The numbers and names of the columns can be changed, but they must be specified in the format of two-level header comprising the first and second rows of the sheet. The first row should be in the format StartYearYYYY (e.g., StartYear2030) where YYYY represents the first year in which this allocation is made; the allocation remains in place for the remaining years unless an additional assignment is made. The second row contains RoleID selected via a drop-down menu. The first row and second row jointly reference the staffing model detailed in the CadreRoles sheet.

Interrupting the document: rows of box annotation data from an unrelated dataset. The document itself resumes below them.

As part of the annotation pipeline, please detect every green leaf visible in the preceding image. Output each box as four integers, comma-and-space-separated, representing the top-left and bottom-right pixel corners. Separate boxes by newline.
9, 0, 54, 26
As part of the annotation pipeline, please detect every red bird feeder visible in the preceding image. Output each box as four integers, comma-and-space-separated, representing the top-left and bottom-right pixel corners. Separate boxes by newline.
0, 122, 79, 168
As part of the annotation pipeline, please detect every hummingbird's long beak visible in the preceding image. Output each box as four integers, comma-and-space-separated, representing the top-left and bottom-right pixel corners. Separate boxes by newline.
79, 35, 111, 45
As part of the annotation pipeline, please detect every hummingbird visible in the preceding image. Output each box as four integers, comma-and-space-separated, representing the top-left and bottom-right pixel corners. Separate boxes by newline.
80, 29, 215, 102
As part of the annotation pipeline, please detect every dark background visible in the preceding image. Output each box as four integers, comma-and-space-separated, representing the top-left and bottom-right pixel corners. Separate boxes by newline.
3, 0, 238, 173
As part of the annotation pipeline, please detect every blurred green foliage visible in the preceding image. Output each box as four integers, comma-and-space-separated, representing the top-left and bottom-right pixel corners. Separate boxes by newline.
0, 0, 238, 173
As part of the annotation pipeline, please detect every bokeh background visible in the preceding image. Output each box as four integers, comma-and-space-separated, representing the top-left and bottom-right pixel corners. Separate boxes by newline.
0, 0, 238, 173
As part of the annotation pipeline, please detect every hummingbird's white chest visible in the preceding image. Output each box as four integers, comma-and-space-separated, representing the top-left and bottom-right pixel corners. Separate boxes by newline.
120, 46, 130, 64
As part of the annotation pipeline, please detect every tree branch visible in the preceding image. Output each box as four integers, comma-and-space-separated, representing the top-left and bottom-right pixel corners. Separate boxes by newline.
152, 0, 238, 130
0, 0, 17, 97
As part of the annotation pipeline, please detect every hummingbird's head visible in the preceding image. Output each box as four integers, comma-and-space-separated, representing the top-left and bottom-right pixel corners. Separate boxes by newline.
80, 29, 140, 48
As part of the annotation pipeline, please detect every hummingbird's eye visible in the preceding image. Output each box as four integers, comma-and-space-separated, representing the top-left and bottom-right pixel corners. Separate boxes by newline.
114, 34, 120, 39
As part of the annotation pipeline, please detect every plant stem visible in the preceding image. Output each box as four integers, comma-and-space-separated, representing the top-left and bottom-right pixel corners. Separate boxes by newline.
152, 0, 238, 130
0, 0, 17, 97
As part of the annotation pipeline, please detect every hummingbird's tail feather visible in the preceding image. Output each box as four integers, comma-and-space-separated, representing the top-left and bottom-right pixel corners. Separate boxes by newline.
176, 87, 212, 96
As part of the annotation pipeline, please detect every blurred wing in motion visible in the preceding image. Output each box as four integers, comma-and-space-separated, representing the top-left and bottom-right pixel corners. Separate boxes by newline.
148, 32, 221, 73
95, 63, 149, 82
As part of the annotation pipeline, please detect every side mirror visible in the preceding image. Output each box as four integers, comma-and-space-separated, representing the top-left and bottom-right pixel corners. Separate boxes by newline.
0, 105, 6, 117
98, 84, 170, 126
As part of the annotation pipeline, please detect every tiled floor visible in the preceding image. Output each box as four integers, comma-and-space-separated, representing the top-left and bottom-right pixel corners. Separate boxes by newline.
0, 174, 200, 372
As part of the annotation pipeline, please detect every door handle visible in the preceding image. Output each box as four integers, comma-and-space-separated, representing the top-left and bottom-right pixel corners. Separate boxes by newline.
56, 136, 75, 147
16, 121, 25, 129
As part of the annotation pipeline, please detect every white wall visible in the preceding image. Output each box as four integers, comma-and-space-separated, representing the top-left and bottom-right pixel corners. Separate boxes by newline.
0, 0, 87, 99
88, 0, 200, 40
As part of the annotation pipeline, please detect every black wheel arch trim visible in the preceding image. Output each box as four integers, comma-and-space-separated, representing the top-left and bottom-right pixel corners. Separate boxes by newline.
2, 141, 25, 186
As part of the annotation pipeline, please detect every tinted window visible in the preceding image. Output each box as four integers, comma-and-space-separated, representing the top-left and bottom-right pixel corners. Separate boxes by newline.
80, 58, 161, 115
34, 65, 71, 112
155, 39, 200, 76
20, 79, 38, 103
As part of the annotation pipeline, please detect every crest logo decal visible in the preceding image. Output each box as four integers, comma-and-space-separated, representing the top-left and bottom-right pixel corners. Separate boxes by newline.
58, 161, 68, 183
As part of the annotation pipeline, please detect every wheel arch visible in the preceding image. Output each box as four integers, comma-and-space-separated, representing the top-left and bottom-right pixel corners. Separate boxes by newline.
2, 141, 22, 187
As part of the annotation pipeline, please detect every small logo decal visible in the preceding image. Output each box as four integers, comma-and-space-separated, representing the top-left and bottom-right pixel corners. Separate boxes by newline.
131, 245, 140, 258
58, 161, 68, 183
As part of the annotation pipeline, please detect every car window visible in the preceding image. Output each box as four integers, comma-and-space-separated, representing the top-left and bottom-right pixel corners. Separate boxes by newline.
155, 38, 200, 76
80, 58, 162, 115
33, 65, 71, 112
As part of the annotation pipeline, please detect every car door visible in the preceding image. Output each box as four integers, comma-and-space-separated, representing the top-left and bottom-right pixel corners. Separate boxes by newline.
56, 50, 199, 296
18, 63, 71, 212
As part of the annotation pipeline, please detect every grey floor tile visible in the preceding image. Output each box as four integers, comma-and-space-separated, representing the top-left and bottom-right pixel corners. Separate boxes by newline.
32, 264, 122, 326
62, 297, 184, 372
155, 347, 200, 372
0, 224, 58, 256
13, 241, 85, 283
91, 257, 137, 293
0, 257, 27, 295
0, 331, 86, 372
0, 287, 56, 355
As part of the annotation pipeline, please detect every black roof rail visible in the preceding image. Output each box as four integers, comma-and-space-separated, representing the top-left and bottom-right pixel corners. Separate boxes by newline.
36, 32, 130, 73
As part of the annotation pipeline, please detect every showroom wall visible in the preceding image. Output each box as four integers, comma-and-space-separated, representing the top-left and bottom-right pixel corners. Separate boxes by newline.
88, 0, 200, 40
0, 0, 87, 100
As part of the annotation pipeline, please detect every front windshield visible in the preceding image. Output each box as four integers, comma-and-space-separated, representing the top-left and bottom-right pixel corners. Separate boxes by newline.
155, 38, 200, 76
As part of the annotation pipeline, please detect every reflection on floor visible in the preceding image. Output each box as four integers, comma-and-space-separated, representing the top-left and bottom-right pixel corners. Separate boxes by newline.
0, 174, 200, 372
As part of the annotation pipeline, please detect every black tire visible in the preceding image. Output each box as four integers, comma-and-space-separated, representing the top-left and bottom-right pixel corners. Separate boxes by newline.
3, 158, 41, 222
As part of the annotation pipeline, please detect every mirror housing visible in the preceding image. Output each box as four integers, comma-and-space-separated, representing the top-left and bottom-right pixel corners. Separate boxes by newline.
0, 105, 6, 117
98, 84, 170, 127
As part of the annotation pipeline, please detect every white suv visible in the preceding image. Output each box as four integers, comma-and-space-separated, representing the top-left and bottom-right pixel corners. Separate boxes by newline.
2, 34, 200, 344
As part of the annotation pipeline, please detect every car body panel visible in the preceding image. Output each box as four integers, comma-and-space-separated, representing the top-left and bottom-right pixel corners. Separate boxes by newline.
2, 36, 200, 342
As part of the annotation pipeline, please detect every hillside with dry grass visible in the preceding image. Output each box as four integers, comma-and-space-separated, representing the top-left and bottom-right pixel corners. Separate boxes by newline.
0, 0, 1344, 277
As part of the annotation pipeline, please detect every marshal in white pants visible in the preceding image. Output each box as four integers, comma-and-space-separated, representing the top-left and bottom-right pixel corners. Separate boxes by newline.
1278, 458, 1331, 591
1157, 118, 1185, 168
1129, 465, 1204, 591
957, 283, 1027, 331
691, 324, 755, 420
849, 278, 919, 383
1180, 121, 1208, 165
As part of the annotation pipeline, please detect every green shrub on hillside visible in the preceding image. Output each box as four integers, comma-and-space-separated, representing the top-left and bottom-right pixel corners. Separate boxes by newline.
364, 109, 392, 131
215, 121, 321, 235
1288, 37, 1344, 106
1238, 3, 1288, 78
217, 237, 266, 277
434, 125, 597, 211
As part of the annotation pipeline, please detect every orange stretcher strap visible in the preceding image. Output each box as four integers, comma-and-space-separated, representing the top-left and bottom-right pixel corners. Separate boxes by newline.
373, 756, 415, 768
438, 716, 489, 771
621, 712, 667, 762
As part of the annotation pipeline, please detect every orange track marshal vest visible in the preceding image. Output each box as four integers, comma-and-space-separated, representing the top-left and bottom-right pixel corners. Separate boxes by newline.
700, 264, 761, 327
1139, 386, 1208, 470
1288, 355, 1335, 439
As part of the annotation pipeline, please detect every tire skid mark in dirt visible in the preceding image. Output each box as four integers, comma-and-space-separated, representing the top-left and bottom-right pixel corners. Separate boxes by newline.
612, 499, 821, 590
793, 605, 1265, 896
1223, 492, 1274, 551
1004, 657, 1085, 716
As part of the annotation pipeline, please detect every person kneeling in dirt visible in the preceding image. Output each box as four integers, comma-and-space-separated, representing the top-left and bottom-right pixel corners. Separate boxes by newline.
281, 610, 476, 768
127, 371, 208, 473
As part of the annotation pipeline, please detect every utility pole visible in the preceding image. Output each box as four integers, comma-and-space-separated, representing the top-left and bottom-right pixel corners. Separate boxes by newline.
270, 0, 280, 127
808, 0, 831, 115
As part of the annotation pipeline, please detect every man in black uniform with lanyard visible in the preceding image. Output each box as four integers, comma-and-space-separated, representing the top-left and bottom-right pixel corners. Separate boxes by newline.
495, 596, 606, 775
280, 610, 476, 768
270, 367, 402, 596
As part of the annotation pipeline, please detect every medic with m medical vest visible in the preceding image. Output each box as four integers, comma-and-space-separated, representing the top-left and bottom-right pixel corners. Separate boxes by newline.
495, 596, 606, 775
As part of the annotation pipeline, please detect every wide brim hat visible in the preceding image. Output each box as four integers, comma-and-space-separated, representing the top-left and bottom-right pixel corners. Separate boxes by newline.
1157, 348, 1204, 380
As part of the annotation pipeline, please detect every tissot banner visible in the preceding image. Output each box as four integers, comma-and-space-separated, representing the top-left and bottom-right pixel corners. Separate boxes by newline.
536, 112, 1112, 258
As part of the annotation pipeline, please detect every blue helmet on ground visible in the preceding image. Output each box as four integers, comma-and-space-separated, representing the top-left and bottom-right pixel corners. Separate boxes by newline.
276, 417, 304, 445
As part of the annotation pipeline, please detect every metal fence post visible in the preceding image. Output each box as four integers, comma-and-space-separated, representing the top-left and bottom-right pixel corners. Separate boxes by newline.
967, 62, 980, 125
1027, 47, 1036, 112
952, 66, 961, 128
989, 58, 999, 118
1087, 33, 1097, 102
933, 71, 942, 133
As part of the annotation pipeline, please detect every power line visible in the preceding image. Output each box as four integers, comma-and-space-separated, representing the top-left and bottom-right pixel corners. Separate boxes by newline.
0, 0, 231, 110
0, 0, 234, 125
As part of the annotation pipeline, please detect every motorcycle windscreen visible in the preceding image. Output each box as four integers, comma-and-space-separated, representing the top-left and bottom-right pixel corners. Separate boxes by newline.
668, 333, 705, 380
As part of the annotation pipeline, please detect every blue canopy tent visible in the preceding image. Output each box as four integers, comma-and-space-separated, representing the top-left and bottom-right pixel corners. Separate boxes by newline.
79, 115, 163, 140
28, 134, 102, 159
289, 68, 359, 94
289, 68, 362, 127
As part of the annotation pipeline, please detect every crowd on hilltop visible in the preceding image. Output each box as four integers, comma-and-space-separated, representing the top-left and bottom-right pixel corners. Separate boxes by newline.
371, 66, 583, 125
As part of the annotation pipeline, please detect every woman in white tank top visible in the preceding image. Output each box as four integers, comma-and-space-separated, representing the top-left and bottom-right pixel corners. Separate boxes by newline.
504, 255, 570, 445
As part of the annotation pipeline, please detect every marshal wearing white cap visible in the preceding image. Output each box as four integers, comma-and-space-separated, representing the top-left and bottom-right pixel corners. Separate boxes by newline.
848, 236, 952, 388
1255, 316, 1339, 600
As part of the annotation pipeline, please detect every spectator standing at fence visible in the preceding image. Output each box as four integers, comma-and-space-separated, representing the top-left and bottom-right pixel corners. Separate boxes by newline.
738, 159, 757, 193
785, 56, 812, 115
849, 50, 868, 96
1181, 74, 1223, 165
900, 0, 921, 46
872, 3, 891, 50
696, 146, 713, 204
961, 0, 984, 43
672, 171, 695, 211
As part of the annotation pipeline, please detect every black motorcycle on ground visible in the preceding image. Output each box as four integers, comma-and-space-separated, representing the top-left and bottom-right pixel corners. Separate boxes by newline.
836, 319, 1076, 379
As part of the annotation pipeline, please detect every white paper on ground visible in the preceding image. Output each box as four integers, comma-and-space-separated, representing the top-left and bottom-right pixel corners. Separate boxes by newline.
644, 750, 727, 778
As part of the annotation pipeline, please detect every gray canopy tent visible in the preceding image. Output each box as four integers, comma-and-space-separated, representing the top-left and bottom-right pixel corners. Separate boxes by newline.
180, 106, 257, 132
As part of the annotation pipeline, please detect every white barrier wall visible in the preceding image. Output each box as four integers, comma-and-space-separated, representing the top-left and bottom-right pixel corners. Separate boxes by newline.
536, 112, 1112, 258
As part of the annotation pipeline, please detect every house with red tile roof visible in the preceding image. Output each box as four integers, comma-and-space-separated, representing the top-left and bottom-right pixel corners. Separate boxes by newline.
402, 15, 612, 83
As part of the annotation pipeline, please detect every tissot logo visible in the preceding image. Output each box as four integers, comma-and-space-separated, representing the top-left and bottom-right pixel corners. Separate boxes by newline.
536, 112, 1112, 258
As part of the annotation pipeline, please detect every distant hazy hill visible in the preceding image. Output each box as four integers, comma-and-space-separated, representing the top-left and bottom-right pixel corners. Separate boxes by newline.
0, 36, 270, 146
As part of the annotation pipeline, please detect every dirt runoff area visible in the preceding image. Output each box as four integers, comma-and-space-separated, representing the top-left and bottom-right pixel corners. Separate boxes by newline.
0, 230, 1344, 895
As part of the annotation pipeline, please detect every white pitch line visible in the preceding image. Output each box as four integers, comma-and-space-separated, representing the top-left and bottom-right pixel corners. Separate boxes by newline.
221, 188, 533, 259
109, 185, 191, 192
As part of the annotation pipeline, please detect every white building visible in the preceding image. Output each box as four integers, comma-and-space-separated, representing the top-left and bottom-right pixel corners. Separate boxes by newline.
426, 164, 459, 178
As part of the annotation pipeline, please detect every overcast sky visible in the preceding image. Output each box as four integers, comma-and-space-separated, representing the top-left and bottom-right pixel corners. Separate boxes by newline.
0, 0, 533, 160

For example, the default Ethiopian example has some tasks being shifted from certain cadres of workers to other workers over time as staffing shifts, and each scenario models this shift in responsibilities slightly differently. In the TaskAllocByCadre_Comprehensive sheet, you see the ANC visits start out as being solely the responsibility of the Health Extension Workers (“HEW1” & “HEW2”) and then shift entirely to a cadre of new midwife staff members (“MW”) in 2025. A more complex example is the Pneumonia (ARI) tasks, which start as the responsibility of “HEW1” & “HEW2” and then gradually shift to the Health Officers (“HO”), Family Health Officer (“FHP1”), and Nurses (“RN”).
The Total column isn’t fed into the model, but is a visual check to be sure the staff assignments sum to 100% correctly. If the Total column is above or below 100%, this will result in either under-assignment or duplicative assignment of task time. If you have unexpected workload assigned to certain cadres of workers, this is a possible source of the error.
The RegionalData sheet is the source file for all of the regional data included in other sheets that is pulled in via VLOOKUP in Excel. For example, the StartingRateInPop used in the TaskValues sheet comes from the source values in this sheet. If you want to retain the multi-geography structure currently used in the model, we recommend changing the values here. However, the model pulls from the sheets listed above, so you can also change the values directly in those sheets.